United Kingdom polls came and went. In their path, they left much relief, sorrow, disappointment and intrigue. Year long, candidates of the main parties embroiled themselves in a tense battle of words and promises, hoping to gain the majority of votes to rule at the commons. Speculation of there being a change in the ruling party was at one point prominent, which is why many were left surprised when the Conservatives regained the right to rule.
The surprise was not in David Cameron remaining Prime Minister, but in the style of his party’s victory. Something did change indeed, in that last election’s hung parliament wasn’t repeated, which saved the Tories more than a headache or two. Majority was filed in favour of the ruling party, which meant that Cameron could finally stop pretending to be friends with Nick Clegg of the Liberal Democrats. The latter failed miserably at securing seats, as his party dropped from 56 in 2010 to a dismal 8 in this year’s polls and whilst he kept his own, the shame was too great to bear for the man from Chalfont, who resigned from his post the day after. The other parties fared no better, the obvious example being Labour. Great hopes were laid on the movement led by Ed Miliband, who had actively presented a plan with which he aimed to replace a ‘’failed, tired government’’.
He mainly had hoped to do this by building an incoming generation of progress, a strong academic foundation, a National Health Service (NHS) that cares for the citizen, a higher living standard for the working class and a control on immigration. Convincing as it sounds, it never quite seemed to appeal to the British population, as the results at the polls were dismal and Labour actually lost twenty six seats in comparison to the last elections. The consequence: Miliband packed his bags. The other party that had as of late captured the public’s attention was the United Kingdom Independence Party (UKIP). Led by the boisterous Nigel Farage, UKIP is one of the most controversial parties to rise in the last few years.
Categorised almost as an extreme right wing party, they received a surprising backing because of their Eurosceptic ideology, which promised a European Union (EU) referendum should his party be elected.

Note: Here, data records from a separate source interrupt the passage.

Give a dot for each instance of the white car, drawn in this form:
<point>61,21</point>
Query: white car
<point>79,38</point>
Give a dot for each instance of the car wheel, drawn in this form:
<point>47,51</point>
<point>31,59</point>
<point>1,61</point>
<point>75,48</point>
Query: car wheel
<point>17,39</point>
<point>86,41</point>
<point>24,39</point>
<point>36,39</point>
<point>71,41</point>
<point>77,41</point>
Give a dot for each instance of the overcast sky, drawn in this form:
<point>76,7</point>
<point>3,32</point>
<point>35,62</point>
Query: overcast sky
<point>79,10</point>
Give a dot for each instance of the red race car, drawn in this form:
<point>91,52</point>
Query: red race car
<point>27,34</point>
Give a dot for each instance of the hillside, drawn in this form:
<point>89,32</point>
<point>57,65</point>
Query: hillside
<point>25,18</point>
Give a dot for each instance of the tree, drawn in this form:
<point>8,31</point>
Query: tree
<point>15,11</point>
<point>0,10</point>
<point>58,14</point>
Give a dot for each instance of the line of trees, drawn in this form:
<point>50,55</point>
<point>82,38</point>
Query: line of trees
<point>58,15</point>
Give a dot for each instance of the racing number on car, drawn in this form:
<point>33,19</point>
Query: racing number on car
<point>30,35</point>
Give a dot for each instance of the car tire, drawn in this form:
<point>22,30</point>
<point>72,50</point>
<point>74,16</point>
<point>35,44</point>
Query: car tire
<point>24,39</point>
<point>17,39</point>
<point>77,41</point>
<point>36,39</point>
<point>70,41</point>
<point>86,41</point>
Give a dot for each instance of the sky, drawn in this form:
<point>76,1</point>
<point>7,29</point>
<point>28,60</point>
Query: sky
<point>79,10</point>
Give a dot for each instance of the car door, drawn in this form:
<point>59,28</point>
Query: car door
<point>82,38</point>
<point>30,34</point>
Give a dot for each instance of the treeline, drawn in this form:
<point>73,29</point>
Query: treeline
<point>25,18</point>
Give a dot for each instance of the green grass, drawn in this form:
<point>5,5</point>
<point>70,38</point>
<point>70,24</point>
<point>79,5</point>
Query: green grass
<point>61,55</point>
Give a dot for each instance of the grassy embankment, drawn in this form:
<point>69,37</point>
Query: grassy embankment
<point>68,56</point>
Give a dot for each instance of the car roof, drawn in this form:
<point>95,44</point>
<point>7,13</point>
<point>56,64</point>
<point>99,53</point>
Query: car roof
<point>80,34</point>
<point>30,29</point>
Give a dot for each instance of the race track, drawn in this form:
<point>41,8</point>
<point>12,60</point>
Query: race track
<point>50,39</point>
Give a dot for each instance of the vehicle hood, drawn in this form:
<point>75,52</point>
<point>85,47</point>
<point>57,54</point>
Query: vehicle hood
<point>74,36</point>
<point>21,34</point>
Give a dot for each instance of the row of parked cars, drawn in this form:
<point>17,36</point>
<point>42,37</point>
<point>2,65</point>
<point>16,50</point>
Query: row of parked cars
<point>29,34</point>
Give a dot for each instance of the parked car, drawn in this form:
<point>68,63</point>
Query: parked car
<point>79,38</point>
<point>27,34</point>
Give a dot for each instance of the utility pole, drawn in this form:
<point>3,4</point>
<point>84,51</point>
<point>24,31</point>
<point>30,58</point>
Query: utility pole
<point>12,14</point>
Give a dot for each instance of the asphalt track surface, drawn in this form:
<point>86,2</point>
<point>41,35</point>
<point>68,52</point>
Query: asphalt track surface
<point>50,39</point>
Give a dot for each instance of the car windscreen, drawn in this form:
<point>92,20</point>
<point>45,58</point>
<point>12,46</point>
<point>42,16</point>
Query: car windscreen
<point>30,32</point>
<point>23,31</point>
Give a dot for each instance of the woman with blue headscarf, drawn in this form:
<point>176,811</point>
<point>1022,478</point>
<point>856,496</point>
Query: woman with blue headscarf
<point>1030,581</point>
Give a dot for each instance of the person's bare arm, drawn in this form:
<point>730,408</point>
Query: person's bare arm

UKIP appealed to the general public discontent with the UK economy by pointing fingers at the monetary contribution the kingdom made to the EU. Equally, it blamed immigration when addressing the problem of jobs and budget allocations, and promised strict policies for immigrants in the UK if he was elected. The popularity however, began to decrease, mainly because of its progressive association with racist values, case in point when UKIP senior politician Godfrey Bloom addressed the African population as ‘’Bongo Bongo Land’’.
The consequence: One seat in parliament and Farage’s resignation. The prospects of an EU referendum however, have not been downplayed, as in fact it was the Conservatives themselves who first expressed displeasure with EU monetary contributions, and thus, the 56th UK election was one of the most observed in the political panorama of European affairs. A British exit (or ‘’Brexit’’ as it has already been dubbed) from the Eurozone would undoubtedly create controversy, both amongst nonEurosceptics and Brussels. Chancellor Angela Merkel knew this question would come to haunt her sooner or later (especially with a Tory victory), but could it potentially haunt British commerce established abroad too?
As we know them today, the EU and the UK share almost everything but its currency, something that has kept a tightly knit relationship between the two. As strong tides approach however, we might see a move that will sink firms, government and ties. The UK is thus at the forefront of yet another conservative five year term. Decisions made locally in regard to the public health system, immigration or education and internationally in regard to its EU membership, will definitely determine whether or not we will witness a third consecutive spell in 2020.